Bowel Cancer Symptoms: You should Know That
Posted on Sep 30, 2008 under Bowel Cancer |If you're new here, you may want to subscribe to my RSS feed. Thanks for visiting!

Around 85 per cent of people with bowel cancer are not treated till the cancer has gone through the bowel wall or scatter to lymph nodes or other side. Treatment is somewhat still not impossible. The most common symptom is often characterized as bleeding from the back passage. The other symptoms are loss of the normal build of bowel motions many times followed by diarrhea.
Constipation can also happen. If the development begins to clog the bowel then colicky lower abdominal pain can emerge and if the bowel completely obstructs, then serious abdominal pain and vomiting happens which is followed by the constipation. This obstacle is a surgical emergency that need instant visit to hospital.
In the proximal colon, the lumen is bigger and less possibly to be clogged. Cancers of this area of the colon, containing the caecum, incline to reveal themselves very delicately as iron-deficiency anaemia, because of the lack of blood for a long period of time.

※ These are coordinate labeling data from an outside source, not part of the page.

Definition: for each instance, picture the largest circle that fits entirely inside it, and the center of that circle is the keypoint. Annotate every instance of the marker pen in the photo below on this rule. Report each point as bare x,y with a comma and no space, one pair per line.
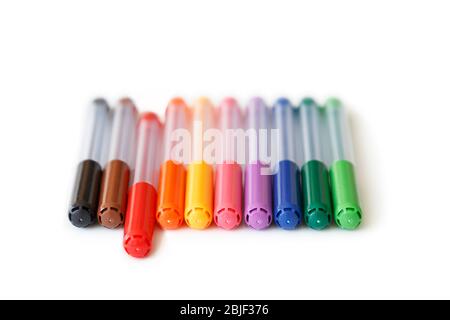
347,209
286,182
317,206
258,181
141,211
228,183
84,200
113,194
172,183
199,179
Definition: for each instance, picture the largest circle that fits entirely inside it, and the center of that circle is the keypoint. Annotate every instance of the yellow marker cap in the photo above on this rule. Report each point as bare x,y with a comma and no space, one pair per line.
199,195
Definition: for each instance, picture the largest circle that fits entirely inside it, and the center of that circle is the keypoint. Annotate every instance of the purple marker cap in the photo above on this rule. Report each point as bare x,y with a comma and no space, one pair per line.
258,181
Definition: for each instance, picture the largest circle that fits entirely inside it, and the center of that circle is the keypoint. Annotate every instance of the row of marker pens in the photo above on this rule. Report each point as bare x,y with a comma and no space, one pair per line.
128,175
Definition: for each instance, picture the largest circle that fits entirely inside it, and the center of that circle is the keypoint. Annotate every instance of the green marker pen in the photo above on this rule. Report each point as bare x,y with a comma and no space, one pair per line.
317,206
347,210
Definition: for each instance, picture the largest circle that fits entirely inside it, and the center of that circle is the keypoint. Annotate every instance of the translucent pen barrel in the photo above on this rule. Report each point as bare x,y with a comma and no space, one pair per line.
317,205
115,182
199,179
172,185
258,180
142,200
347,209
286,181
228,183
84,200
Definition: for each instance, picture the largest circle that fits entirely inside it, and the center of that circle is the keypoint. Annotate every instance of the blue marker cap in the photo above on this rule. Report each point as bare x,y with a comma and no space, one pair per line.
286,181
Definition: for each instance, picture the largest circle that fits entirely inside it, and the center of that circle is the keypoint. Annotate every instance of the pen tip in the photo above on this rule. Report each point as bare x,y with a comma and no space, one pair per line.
333,103
282,102
308,102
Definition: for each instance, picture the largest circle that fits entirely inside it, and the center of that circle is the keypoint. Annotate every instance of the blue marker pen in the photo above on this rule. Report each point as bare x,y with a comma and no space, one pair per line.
286,181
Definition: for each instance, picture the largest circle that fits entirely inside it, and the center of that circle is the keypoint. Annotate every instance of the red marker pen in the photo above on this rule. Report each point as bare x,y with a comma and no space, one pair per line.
141,210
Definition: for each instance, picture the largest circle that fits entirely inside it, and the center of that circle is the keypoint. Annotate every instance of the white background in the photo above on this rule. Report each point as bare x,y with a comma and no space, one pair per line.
389,61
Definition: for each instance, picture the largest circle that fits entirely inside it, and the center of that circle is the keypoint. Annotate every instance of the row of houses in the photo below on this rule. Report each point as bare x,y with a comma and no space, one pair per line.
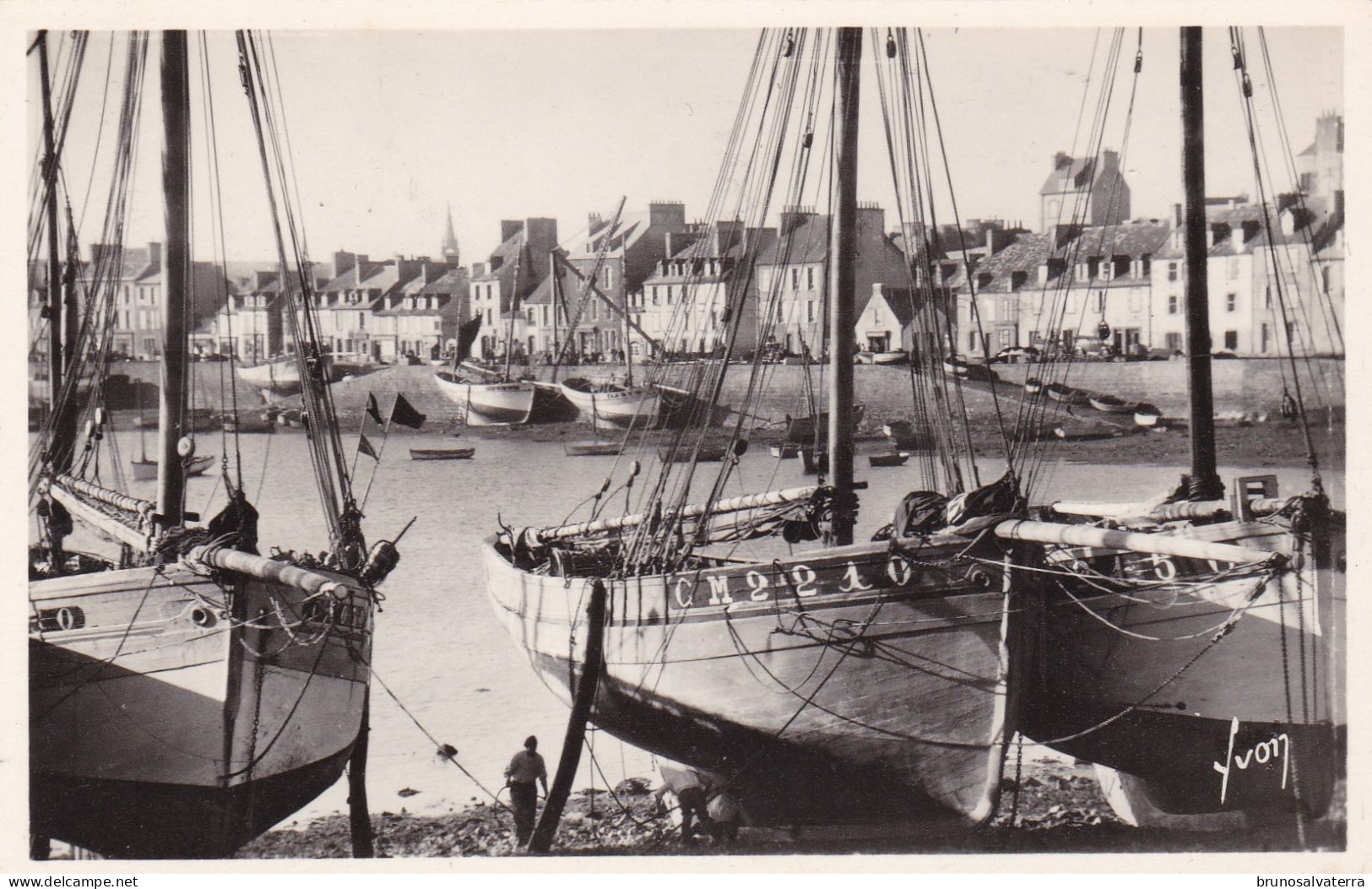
649,281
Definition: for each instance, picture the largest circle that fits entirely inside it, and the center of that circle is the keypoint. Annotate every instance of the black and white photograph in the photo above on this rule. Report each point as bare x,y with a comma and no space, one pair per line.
816,435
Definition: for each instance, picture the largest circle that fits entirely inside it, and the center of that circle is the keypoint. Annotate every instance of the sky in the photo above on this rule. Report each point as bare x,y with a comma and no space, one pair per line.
388,129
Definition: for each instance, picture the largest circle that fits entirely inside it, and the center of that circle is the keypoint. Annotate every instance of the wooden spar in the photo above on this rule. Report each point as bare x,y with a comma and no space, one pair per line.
360,821
272,570
106,496
59,355
841,248
735,504
1205,480
106,524
596,291
1131,541
1167,512
176,276
571,757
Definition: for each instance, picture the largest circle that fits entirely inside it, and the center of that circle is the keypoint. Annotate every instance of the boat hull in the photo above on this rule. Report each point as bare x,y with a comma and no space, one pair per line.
843,687
501,404
164,726
1139,685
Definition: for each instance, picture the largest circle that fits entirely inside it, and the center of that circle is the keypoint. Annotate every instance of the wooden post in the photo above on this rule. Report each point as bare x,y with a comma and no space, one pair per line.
176,274
571,757
841,250
360,819
1205,480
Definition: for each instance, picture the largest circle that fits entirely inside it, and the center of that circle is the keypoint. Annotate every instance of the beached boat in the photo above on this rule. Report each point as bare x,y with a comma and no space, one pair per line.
1109,404
280,377
1146,415
590,449
442,453
147,469
184,691
610,402
849,682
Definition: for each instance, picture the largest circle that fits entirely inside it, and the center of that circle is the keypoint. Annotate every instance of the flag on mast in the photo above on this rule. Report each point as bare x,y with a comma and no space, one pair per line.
405,415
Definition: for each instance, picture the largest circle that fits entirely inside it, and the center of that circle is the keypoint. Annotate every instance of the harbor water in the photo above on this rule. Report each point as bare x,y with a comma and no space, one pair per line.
438,647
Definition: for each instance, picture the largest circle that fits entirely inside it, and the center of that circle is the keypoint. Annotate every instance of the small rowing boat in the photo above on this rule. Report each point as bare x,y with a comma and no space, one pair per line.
1109,404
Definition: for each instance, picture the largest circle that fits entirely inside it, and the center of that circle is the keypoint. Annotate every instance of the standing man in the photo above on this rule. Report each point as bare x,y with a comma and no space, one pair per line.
691,789
524,770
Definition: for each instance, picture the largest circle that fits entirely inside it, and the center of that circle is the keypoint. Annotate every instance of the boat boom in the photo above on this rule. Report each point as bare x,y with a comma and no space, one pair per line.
1109,538
735,504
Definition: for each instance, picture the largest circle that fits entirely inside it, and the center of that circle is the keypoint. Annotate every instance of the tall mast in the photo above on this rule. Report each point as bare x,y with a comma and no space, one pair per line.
1205,482
176,272
557,306
841,247
629,357
63,430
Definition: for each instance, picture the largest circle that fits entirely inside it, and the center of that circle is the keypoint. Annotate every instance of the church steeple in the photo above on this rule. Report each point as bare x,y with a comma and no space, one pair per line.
449,250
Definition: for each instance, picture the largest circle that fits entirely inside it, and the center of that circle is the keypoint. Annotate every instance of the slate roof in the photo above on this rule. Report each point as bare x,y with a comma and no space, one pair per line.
1069,176
808,241
623,236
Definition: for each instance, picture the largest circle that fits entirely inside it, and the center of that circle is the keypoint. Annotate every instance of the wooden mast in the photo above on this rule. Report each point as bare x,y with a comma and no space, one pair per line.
841,248
63,424
176,272
1205,482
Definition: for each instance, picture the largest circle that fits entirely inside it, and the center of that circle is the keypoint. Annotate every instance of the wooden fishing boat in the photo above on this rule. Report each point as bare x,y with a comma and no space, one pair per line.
184,693
614,404
1146,415
250,423
849,682
1212,678
442,453
706,453
1065,394
1110,404
590,449
895,357
280,377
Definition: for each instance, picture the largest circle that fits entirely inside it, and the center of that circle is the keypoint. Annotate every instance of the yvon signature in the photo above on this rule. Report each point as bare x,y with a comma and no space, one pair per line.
1264,752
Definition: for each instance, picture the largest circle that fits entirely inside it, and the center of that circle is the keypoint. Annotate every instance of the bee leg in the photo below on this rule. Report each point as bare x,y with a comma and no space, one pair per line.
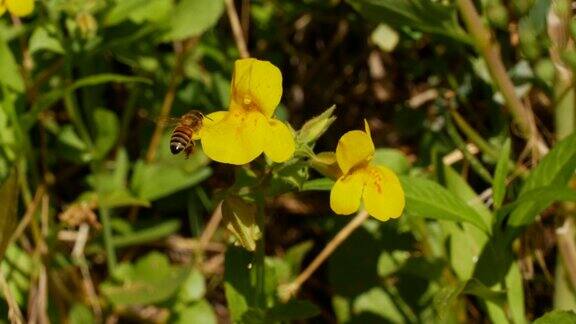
189,150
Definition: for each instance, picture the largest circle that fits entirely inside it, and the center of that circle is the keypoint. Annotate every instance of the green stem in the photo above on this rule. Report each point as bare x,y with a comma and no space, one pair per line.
260,253
106,228
491,54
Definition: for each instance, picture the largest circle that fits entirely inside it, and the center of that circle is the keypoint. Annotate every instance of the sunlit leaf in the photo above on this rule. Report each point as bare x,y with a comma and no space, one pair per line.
557,316
9,73
426,198
499,183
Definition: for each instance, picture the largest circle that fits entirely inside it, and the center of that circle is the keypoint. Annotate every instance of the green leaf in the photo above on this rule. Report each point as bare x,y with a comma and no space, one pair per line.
121,11
444,300
295,255
43,39
50,98
153,11
291,311
152,181
515,293
476,288
107,128
425,15
194,288
378,301
138,11
556,168
237,285
426,198
8,213
152,280
9,72
557,316
151,234
461,189
199,312
392,158
239,217
290,176
315,127
192,18
499,183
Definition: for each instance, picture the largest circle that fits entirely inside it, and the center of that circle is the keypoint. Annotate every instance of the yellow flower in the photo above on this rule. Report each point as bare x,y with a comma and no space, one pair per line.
377,186
247,129
18,8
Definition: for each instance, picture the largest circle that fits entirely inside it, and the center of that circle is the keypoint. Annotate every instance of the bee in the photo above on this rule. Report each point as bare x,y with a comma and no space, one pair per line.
185,128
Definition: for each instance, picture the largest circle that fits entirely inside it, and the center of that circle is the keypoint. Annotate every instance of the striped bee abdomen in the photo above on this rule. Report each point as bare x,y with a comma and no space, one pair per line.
181,138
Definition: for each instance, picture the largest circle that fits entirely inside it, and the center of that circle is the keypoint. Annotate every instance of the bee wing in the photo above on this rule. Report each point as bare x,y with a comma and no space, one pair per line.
167,121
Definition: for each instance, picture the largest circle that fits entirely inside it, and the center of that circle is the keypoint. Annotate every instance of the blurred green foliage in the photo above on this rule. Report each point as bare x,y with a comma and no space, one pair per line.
113,235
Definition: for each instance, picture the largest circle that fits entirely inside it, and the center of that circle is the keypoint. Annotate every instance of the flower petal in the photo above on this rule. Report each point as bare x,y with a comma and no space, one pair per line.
279,145
354,149
237,138
210,120
346,193
383,195
256,85
20,8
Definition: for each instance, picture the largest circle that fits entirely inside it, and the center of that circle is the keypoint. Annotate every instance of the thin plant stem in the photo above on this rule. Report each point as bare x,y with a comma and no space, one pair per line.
290,289
236,29
14,313
490,52
108,239
260,253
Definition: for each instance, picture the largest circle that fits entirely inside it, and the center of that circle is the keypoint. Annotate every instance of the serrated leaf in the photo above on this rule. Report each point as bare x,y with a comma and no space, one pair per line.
426,198
424,15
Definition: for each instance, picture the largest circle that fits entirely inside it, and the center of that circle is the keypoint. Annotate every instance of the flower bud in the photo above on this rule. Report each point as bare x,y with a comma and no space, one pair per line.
315,127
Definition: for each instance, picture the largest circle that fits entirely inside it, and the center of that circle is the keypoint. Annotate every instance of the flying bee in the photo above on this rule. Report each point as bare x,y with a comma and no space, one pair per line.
186,127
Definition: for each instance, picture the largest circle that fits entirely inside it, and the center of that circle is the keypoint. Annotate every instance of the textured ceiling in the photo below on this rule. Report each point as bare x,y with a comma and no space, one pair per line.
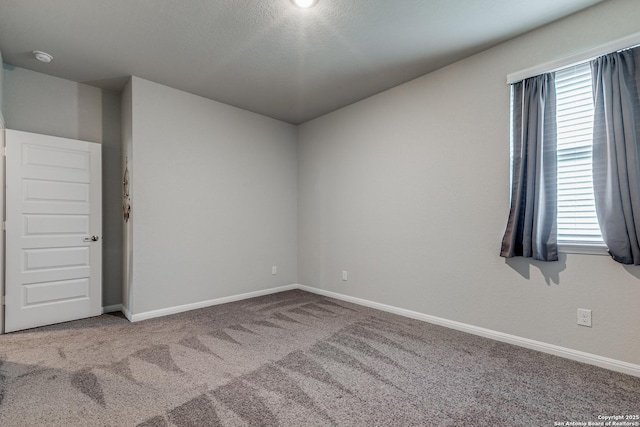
264,56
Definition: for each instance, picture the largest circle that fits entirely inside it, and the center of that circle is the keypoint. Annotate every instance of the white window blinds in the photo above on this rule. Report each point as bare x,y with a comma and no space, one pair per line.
577,220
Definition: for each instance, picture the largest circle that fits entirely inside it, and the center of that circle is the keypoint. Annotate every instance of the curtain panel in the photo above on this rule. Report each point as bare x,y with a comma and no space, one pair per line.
616,148
532,224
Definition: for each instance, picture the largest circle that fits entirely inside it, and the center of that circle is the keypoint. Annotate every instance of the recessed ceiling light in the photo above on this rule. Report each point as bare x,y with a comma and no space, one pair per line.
42,56
305,4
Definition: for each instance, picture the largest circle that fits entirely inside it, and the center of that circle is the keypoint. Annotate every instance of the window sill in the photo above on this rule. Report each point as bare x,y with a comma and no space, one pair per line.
571,248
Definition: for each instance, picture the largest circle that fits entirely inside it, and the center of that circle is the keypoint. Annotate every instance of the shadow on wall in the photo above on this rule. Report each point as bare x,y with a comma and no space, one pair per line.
550,270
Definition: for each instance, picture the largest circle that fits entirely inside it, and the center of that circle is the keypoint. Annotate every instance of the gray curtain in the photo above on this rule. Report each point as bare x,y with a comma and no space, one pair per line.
616,147
532,225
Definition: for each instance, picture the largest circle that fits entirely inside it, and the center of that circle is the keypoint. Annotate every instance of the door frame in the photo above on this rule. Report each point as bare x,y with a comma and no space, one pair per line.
3,213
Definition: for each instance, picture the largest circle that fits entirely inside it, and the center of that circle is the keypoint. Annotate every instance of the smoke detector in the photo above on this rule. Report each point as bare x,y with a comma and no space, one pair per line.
42,56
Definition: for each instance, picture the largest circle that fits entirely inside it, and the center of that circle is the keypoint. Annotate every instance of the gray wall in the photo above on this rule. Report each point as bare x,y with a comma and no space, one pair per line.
409,192
1,93
36,102
213,192
127,163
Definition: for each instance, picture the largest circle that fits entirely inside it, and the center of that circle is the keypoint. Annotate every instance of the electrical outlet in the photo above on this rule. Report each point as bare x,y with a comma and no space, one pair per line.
584,317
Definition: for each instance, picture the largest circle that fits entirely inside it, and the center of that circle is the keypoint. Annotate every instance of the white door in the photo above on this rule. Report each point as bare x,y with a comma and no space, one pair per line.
54,227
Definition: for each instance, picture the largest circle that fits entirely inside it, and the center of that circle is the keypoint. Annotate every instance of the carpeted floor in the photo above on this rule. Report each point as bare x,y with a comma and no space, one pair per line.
292,359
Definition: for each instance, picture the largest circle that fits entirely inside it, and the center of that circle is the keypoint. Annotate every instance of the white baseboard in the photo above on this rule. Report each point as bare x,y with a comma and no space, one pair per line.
126,312
580,356
202,304
112,308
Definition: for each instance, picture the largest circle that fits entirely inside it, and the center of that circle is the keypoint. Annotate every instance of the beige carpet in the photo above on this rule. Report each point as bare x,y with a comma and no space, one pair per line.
291,359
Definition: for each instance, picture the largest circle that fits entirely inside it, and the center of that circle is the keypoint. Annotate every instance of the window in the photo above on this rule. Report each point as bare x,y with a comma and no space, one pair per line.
577,220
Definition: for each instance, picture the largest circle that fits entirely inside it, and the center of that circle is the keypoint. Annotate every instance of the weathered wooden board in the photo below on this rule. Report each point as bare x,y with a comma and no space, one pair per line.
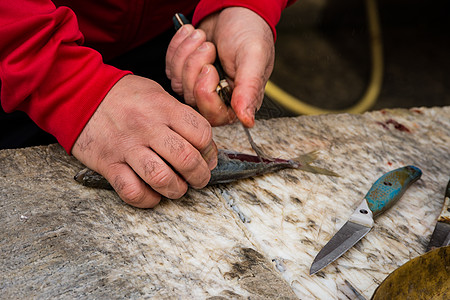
254,238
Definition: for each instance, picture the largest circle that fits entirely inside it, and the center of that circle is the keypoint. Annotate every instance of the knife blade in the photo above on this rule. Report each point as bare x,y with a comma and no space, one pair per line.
441,233
223,89
384,193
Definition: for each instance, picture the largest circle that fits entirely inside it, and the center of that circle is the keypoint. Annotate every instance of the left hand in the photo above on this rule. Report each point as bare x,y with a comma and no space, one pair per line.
245,45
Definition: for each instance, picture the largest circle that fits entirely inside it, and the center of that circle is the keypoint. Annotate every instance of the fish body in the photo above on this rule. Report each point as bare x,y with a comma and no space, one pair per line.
231,166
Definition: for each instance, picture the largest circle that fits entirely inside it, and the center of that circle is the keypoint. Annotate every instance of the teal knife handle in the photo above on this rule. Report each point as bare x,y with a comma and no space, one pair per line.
386,191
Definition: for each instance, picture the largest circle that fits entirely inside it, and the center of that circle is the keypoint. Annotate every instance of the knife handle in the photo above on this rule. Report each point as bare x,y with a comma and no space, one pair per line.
445,213
386,191
223,89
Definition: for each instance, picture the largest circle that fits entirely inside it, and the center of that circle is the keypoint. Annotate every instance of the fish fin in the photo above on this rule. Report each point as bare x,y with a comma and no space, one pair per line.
258,150
305,160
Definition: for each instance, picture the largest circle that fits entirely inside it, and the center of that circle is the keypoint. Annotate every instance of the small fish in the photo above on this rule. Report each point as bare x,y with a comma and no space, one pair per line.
231,166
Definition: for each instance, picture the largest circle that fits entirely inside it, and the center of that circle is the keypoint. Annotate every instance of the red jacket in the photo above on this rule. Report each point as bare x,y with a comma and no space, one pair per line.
49,68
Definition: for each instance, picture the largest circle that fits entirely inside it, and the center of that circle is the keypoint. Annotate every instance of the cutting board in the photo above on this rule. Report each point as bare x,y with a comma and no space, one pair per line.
254,238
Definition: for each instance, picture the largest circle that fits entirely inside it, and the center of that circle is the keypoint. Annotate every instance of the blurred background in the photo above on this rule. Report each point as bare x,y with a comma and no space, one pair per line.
324,55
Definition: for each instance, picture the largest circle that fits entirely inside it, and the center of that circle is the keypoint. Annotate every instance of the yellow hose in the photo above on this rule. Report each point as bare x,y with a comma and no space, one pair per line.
373,90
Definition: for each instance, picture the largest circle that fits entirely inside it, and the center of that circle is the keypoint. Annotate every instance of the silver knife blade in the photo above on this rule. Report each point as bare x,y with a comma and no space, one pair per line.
384,193
441,233
359,224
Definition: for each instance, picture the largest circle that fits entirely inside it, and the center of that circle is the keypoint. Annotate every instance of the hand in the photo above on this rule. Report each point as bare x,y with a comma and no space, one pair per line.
245,46
136,132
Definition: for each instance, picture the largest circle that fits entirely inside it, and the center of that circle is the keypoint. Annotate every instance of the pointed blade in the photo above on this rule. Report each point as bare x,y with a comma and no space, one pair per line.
440,237
343,240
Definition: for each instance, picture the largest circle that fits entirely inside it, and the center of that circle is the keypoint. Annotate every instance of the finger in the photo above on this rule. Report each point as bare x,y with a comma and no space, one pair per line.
130,187
183,157
208,101
250,80
195,129
156,173
177,39
205,54
189,44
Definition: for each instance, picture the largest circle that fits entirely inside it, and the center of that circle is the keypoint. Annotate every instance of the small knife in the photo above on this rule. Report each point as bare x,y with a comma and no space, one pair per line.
384,193
441,233
223,88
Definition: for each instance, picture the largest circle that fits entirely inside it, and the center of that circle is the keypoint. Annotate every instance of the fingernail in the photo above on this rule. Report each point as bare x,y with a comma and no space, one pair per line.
210,155
203,47
195,35
251,114
183,31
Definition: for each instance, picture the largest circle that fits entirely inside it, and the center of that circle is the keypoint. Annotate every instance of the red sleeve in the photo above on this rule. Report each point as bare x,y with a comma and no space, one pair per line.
44,70
269,10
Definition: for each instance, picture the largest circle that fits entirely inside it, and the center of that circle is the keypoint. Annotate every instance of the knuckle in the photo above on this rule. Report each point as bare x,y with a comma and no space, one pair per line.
132,194
189,159
177,86
160,178
205,136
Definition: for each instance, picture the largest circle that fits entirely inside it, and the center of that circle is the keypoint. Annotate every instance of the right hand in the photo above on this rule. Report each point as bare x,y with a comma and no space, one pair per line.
146,143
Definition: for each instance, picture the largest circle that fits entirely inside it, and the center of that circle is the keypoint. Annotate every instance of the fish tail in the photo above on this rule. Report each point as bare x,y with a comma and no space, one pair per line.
306,159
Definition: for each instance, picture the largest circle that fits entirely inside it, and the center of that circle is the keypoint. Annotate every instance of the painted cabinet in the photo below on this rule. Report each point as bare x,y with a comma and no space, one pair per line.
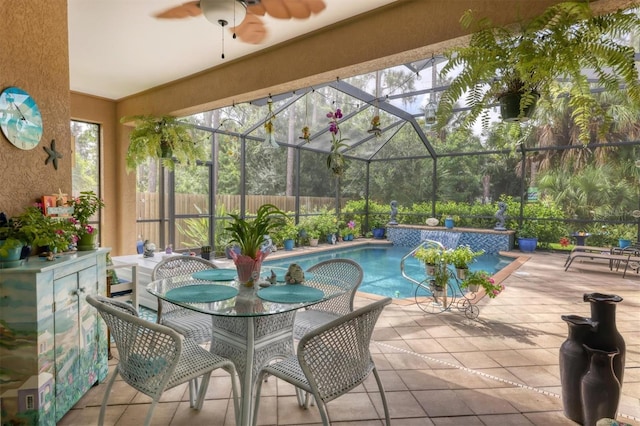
53,346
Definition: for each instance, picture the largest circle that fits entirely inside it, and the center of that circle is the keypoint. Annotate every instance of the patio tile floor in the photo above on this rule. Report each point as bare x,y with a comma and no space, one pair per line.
438,369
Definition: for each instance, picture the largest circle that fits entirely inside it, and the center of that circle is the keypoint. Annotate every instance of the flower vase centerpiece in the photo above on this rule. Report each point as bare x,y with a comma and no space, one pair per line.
476,280
249,234
85,206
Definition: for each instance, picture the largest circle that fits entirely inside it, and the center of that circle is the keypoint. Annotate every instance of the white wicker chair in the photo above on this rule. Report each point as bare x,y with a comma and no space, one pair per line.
153,358
331,360
195,325
345,272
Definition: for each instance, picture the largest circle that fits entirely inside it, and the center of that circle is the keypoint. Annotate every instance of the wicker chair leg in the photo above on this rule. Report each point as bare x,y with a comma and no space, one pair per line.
147,420
106,396
382,396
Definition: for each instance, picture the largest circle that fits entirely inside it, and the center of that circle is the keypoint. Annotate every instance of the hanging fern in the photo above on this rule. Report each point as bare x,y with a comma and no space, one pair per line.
558,45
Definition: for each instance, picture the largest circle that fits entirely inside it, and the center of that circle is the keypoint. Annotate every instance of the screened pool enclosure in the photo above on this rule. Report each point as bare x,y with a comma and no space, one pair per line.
398,157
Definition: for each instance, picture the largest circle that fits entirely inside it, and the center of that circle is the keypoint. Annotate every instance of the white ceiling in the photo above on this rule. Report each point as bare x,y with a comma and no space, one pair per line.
117,48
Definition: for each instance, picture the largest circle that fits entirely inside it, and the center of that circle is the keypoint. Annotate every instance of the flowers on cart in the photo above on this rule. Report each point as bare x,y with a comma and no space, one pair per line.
482,279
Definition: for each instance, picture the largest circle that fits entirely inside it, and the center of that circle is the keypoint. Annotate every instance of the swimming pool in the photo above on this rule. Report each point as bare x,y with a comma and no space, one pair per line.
381,265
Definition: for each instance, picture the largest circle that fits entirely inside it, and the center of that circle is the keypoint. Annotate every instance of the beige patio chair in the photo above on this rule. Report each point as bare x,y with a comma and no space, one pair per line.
331,360
153,358
345,272
195,325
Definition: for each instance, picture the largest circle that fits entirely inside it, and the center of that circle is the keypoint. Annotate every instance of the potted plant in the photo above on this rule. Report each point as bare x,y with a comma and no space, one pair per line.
461,257
85,206
249,235
519,65
430,256
335,160
47,233
288,233
439,279
527,234
377,227
481,279
349,230
623,234
164,137
327,225
11,243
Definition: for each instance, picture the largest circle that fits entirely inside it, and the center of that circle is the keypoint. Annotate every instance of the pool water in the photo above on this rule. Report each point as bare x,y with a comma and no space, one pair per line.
381,265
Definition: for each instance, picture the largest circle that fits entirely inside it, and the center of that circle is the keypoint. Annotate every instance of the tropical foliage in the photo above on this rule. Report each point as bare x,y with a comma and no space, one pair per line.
249,233
529,60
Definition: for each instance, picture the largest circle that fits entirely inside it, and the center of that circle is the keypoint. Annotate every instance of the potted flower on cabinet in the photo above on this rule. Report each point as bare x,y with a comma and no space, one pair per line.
476,280
249,235
163,137
517,66
11,242
461,257
85,206
46,233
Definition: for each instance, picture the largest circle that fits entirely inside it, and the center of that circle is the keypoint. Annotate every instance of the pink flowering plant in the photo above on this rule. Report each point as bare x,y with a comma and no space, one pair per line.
336,161
484,280
84,206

The first symptoms of colon cancer are normally unclear such as weight loss and tiredness. Local (bowel) symptoms are not often until and unless the tumor has developed to a big size. Symptoms and signs are separated into local, constitutional and metastatic.
Local symptoms
- Change in bowel habits
- Change in frequency (constipation or diarrhea),
- Feeling of inadequate defecation (tenesmus) and diminish in diameter of stool, both characteristic of rectal cancer,
- Change in the appearance of stools :
- Bloody stools or rectal bleeding
- Stools with mucus
- Black, tar-like stool (melena), more possibly linked to upper gastrointestinal eg stomach or duodenal disease
- Bowel obstruction causing bowel pain, bloating and vomiting of stool-like material.
- A tumor in the abdomen, felt by patients or their doctors.
- Symptoms linked to attack by the cancer of the bladder causing hematuria (blood in the urine) or pneumaturia (air in the urine).
Constitutional (systemic) symptoms
- Unexplained weight loss, perhaps the most common symptom, caused by loss of appetite
- Anemia, causing dizziness, fatigue and palpitations. Clinically, there will be pallor and blood tests will verify the low hemoglobin level.
Metastatic symptoms
Liver metastases, causing:
- Jaundice.
- Pain in the abdomen, more often the upper part of epigastrium or right side of the abdomen
- Liver enlargement
Blood clots in the veins and arteries, a paraneoplastic syndrome linked to hypercoagulability of the blood.
Tags: abdominal pain, bowel cancer symptoms, constitutional bowel cancer symptoms, metastatic bowel cancer symptomsTrackback URL













October 25th, 2008 at 2:13 pm
This is a very helpful information. Thanks.